The following example illustrates usage in the typical pattern of read-after-discovery:

GCubeScope scope = ...
 
//creates unbound view in given scope
GenericView view = new GenericView(scope);
 
//sets view properties
view.setId("...");
 
/publish view
List<GenericView> similars = view.findSimilar();
 
GenericView target = similars.get(0);
 
ViewReader reader = target.reader(); ...use reader...

Here, we first create the proxy to serve as a query by-view-id and then obtain a ViewReader from the single result of the query. Notice that view-discovery and view-based access can be performed in fully generic fashion.
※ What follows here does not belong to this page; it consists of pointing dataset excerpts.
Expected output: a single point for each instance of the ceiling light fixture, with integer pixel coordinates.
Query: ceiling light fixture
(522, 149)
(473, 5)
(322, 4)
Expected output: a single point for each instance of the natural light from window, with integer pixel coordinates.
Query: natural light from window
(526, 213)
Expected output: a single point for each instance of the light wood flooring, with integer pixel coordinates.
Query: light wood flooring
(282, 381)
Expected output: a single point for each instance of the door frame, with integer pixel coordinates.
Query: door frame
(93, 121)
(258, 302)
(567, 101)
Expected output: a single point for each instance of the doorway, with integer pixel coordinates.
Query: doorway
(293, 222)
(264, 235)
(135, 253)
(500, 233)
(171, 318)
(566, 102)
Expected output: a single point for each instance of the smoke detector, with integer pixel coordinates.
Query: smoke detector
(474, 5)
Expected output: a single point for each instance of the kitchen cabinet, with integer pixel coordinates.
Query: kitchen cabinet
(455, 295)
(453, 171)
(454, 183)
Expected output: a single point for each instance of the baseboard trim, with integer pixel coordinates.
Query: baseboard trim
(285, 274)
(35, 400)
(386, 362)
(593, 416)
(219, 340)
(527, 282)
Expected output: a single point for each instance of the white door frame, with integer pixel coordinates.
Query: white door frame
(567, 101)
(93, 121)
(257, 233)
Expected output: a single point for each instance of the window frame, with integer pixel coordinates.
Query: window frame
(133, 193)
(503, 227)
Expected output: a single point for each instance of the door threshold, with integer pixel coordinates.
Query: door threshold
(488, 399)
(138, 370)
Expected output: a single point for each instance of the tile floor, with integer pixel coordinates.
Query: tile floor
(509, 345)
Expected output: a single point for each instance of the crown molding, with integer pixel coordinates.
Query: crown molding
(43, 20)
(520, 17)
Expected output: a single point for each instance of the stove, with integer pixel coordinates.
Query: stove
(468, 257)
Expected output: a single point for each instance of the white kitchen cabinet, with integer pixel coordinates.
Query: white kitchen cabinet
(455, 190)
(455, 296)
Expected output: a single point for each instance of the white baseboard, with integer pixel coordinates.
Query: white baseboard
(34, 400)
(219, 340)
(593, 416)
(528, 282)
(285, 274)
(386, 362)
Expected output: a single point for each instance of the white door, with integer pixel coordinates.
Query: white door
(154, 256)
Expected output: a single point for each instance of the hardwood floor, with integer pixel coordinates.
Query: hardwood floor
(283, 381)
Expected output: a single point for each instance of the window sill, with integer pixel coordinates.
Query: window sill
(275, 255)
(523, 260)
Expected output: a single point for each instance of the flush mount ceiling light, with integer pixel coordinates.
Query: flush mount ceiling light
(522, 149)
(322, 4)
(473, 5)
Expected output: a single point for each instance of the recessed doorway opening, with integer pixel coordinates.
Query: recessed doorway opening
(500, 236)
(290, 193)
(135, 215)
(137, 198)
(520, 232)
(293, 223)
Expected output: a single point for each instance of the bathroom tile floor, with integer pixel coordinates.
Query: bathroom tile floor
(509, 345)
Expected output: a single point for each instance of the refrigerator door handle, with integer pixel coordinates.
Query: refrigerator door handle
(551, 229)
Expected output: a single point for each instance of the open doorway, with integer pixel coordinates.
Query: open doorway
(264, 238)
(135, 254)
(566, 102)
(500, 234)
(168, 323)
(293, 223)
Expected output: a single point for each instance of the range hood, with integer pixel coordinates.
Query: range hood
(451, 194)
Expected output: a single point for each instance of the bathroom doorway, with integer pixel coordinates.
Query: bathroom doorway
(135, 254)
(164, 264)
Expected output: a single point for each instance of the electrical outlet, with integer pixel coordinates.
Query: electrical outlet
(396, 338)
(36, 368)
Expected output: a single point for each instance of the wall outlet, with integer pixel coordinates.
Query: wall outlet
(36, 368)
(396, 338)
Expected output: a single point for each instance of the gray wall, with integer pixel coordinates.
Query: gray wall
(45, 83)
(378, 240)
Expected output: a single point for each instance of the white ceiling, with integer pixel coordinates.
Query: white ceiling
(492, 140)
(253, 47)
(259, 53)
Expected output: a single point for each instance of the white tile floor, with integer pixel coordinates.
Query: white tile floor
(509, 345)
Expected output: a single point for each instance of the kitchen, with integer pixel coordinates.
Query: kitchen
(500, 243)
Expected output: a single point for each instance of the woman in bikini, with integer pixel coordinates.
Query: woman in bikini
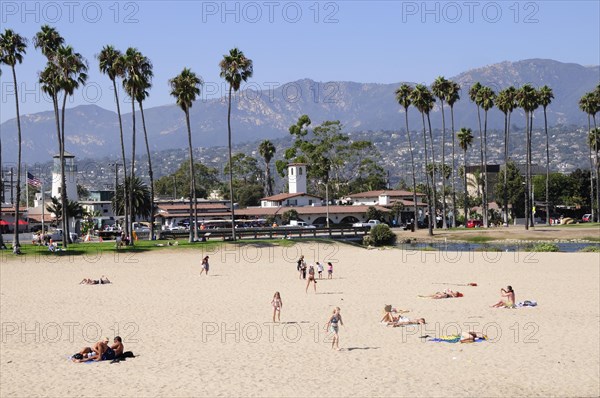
(311, 278)
(277, 304)
(333, 326)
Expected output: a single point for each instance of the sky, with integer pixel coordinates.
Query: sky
(361, 41)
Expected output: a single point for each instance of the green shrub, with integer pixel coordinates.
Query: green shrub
(380, 235)
(590, 249)
(545, 247)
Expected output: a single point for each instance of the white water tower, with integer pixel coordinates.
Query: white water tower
(297, 177)
(70, 174)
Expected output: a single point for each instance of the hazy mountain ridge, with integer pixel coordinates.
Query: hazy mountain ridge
(92, 131)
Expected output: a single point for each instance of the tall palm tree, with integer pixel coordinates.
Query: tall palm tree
(526, 98)
(235, 69)
(185, 87)
(590, 104)
(473, 96)
(403, 96)
(267, 151)
(12, 48)
(465, 140)
(72, 68)
(110, 64)
(440, 88)
(423, 100)
(505, 101)
(453, 95)
(546, 95)
(485, 99)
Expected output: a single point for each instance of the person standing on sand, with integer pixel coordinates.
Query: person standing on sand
(277, 303)
(510, 298)
(333, 326)
(205, 265)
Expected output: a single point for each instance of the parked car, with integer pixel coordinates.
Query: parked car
(474, 223)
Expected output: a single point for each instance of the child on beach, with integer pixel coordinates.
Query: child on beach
(205, 265)
(510, 298)
(333, 327)
(320, 269)
(277, 304)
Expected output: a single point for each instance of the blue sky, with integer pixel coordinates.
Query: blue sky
(363, 41)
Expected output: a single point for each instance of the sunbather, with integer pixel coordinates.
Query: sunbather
(102, 281)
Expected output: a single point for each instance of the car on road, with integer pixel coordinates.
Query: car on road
(474, 223)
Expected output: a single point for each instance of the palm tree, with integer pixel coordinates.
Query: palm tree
(423, 100)
(440, 88)
(403, 96)
(465, 140)
(485, 99)
(110, 64)
(526, 98)
(185, 87)
(235, 69)
(545, 96)
(505, 101)
(72, 69)
(12, 48)
(453, 95)
(143, 70)
(267, 151)
(590, 103)
(473, 96)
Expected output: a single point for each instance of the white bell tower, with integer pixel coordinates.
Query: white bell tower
(70, 174)
(297, 177)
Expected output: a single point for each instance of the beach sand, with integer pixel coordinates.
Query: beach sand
(212, 336)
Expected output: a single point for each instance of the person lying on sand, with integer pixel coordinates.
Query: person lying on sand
(101, 351)
(510, 301)
(445, 294)
(472, 337)
(402, 321)
(102, 281)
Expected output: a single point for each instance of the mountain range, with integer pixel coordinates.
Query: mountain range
(92, 131)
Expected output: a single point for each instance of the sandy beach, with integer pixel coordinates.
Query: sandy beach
(213, 335)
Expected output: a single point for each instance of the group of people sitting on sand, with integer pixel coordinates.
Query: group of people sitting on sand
(102, 281)
(101, 351)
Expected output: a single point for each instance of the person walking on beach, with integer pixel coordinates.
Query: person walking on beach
(277, 304)
(333, 326)
(205, 265)
(311, 278)
(510, 298)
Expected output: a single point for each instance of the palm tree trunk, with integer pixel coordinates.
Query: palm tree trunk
(453, 172)
(230, 166)
(428, 188)
(16, 231)
(591, 172)
(485, 182)
(412, 162)
(193, 235)
(63, 178)
(443, 173)
(531, 214)
(466, 190)
(125, 189)
(151, 174)
(130, 198)
(547, 170)
(434, 190)
(527, 172)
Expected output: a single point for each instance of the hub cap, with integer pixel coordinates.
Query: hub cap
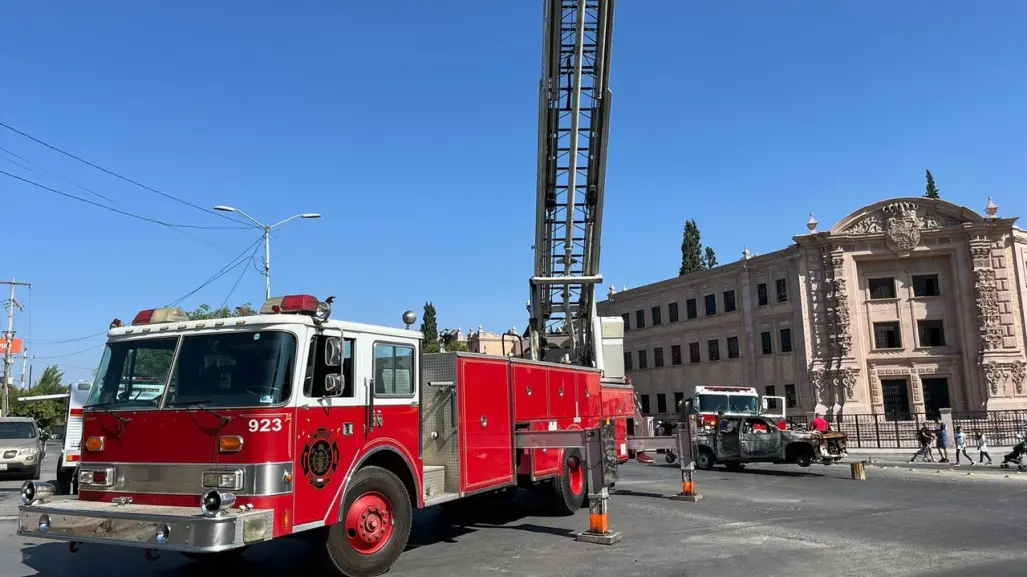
(369, 523)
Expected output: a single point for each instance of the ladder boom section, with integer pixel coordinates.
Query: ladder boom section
(573, 127)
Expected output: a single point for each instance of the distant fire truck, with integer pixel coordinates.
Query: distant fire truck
(290, 422)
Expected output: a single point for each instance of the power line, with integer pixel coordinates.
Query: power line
(239, 260)
(113, 174)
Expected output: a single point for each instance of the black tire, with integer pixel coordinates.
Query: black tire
(220, 560)
(705, 459)
(571, 488)
(376, 488)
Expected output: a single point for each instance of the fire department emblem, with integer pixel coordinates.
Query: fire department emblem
(319, 459)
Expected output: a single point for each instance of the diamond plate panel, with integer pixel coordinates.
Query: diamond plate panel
(440, 439)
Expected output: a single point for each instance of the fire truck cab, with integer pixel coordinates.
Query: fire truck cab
(288, 422)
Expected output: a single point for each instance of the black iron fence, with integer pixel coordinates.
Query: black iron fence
(885, 431)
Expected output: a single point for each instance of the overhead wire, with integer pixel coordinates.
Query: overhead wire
(113, 174)
(243, 270)
(235, 263)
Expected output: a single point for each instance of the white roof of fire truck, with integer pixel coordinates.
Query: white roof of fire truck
(293, 309)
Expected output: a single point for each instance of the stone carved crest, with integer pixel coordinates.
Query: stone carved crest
(903, 232)
(986, 301)
(1019, 374)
note: View-based access require bound proxies. Any attempt to obtain a ViewReader from an unbound proxy will result in an IllegalStateException.

Metadata and Annotation Views

While GenericViews cater for arbitrary view definitions, MetadataViews and AnnotationViews narrow the scope for publication, discovery, and access to views defined over three key properties of, respectively, metadata elements and annotation elements. The properties are:

  • the language of (the bytestream of) the element;
  • the name of the schema of (the bytestream of) the element;
  • the URI of the schema of (the bytestream of) the element.

These are properties shared by all the inner elements of document descriptions, but they are of particular significance for metadata and annotations where they serve as grouping criteria for many processes within the system and, ultimately, for end users. Effectively, any set of values for these properties identifies a "virtual" collection of metadata and annotations for a given document collection.

MetadataViews and AnnotationViews behave like other CollectionViews but differ in the following respects:

  • the proxies address specific plugins of the View Manager service. These plugins are specialised in the management of key view properties such as cardinality and time of last update.
  • clients define views by providing values for the three key properties above to the method setProjection(Locale, String, URI) of the proxies. The proxy is responsible for synthesising a projection based on these values;
  • the method projection() returns a MetadataProjection and an AnnotationProjection, depending on the proxy type;
  • the proxies carry three additional pieces of information about the "virtual" collection defined by the view:
  • whether it is visible to users or only to the system (cf. setUserCollection(), isUserCollection());
  • whether it is editable (cf. setEditable(boolean), isEditable());
  • whether it is indexable (cf. setIndexable(boolean), isIndexable());
This information is mapped by the proxies onto three generic properties of the views. Clients that do no provide values for them inherit defaults at publication time (all properties are set to true).

We show an example of publication of MetadataViews that carries directly over to Annotations.

import static java.util.Locale.*;
 
GCubeScope scope = ...
 
//creates unbound view in given scope
Metadata view = new MetadataView(scope); 
//sets view properties
view.setId("...");
view.setCollectionId("...");
view.setName("...");
view.setDescription("...");
 
//define view and virtual collection properties (use defaults for illustration)
view.setProjection(FRENCH,"etc",new URI("http://someuri"));view.setIndexable(true);view.setUserCollection(true);view.setEditable(true); 
/publish view
view.publish();

View discovery and view-based access occur exactly as with GenericViews.